8 Ways to Add a Little Tradition For Your Design

8 Ways to Add a Little Tradition For Your Design

8 Ways to Add a Little Tradition For Your Design

There is often something utterly comforting about a house decorated in traditional style — a place where heirlooms are displayed, furniture is rich with heritage and every detail was attended to. But if your decorating style until now is transitional, contemporary or modern, it can be hard to know how to change to traditional without completely redecorating your whole house.

It is potential, though. Here are eight key changes you can make around the home to cultivate that traditional vibe, regardless of what your personality is right now.

Tim Barber Ltd Architecture

1. Seek sophisticated furniture shapes. Certain bits exude elegance — think backless sofas, swoop-arm sofas, demilune tables. Even a shapely detail, such as turned wood legs, can ramp up the timeless feel of a space.

Crisp Architects

2. Bring in traditional accessories and accent furniture pieces. Gilt mirrors and picture frames, ginger jar lamps, Oriental rugs and miniature antique furniture are traditional-style mainstays. You don’t have to fill an whole room with these bits; one or two can help your area immediately read as becoming more traditional.

Lucy Interior Design

3. Buy in pairs. Traditional design is based heavily on symmetry, so when you are out shopping, think in twos. A pair of matching armchairs, vases or lamps, is unquestionably better than one when it comes to traditional design.

Liz Carroll Interiors

4. Try a more formal window therapy. Traditional distances have a longstanding love affair with elaborate window treatments of all types. So rather than hanging up fundamental matchstick blinds or curtains and calling it a day, try something a little different — valances, pelmets, balloon shades and Roman shades are the darlings of the traditional audience.

Crisp Architects

5. Get a little matchy-matchy. A carefully planned and tightly edited colour palette is a hallmark of traditional style. Consider beginning with a cloth, such as the blue gingham used on the chairs here, and bring a swatch into the paint store to pull off your wall colour directly from the cloth. And if you love a certain fabric or colour, don’t be afraid to repeat it in fitting curtains, on Roman shades or on another piece of furniture.

Laura Martin Bovard

6. Believe “casual elegance” A traditional home should feel completely and effortlessly comfortable — yet in a really elegant way. As in cushy down-wrapped seat cushions on the couch, chubby tufted ottomans, great lighting and plush rugs.

Hemphill’s Rugs & Carpets

7. Attempt on a table skirt. Traditional rooms have a tendency to have fewer exposed legs. Give your console a demure cover-up, such as a tailored skirt which just brushes the floor. A sharp, tailored skirt, such as the one displayed here, can certainly mix with contemporary and modern furniture.

Patrick Sutton Associates

If you want a more relaxed traditional appearance, go for a loose floor-length fabric above a table. Obviously, you can always put your skirted table at a corner of the living space, as revealed here, but it would also produce a lovely entry table at a gracious foyer.
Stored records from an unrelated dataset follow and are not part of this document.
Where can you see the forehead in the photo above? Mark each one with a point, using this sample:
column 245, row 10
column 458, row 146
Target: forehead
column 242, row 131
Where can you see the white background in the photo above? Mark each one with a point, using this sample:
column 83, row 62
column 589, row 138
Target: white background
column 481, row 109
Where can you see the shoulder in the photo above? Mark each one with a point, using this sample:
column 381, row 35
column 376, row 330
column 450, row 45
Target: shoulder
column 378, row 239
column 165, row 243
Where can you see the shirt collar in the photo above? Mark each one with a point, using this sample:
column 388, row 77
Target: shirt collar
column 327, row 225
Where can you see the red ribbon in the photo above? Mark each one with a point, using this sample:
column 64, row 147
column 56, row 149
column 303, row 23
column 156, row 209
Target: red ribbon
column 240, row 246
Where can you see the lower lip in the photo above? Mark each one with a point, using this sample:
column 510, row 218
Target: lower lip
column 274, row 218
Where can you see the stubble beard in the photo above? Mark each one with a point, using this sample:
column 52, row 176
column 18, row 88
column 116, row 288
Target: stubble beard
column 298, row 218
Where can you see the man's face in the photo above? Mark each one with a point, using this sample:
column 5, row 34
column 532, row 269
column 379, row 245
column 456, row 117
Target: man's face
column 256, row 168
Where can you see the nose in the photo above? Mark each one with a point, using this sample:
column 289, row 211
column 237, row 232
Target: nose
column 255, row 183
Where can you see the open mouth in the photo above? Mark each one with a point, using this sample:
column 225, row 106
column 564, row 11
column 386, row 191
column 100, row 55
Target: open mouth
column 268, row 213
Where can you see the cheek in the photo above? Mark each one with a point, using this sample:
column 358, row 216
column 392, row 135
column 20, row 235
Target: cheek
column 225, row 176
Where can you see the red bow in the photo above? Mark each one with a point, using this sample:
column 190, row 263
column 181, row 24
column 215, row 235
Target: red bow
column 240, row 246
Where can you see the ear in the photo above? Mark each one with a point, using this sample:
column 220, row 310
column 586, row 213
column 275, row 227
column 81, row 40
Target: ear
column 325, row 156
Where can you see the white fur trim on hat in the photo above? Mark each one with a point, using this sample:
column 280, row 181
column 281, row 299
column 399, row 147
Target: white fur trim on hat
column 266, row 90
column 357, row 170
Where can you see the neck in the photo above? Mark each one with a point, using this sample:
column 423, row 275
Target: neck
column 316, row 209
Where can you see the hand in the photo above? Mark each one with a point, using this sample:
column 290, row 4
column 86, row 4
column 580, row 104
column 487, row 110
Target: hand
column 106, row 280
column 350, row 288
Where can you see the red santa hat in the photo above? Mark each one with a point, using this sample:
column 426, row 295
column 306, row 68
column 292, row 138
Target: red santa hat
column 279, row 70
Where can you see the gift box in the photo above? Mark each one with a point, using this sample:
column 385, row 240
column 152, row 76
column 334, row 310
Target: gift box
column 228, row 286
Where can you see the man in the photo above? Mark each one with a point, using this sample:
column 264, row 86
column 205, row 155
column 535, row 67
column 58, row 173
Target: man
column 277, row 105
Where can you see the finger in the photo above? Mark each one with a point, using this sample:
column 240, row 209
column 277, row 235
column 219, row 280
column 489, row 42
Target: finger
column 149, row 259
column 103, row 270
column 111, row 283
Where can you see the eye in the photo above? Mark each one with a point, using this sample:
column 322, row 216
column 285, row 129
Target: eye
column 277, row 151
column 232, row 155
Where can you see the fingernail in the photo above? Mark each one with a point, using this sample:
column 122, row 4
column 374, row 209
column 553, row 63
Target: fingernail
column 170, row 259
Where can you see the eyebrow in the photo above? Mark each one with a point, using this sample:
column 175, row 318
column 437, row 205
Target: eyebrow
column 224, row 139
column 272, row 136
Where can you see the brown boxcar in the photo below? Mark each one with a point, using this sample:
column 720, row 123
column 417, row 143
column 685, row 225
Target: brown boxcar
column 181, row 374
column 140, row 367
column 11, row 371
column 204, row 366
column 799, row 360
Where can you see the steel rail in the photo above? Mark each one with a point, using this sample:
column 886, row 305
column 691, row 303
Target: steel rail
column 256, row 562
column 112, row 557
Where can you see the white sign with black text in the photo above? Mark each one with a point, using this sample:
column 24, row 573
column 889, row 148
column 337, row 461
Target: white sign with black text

Kathleen Walsh Interiors, LLC

8. Choose details and luxurious finishes. A traditional residence, more than one in any other style, tends to be fully decorated, with no detail left to chance. If you want to go more traditional, look beyond your furniture into your walls, flooring, light fixtures and hardware. Think hefty brings kitchen cabinets, graceful pendant lights, hand-painted wallpaper, a patterned or painted ceiling, and marble counters.

Burnham Design

Tell us Have you gotten more traditional on your decorating style? What appeals to you most about traditional style? Share your thoughts in the Comments.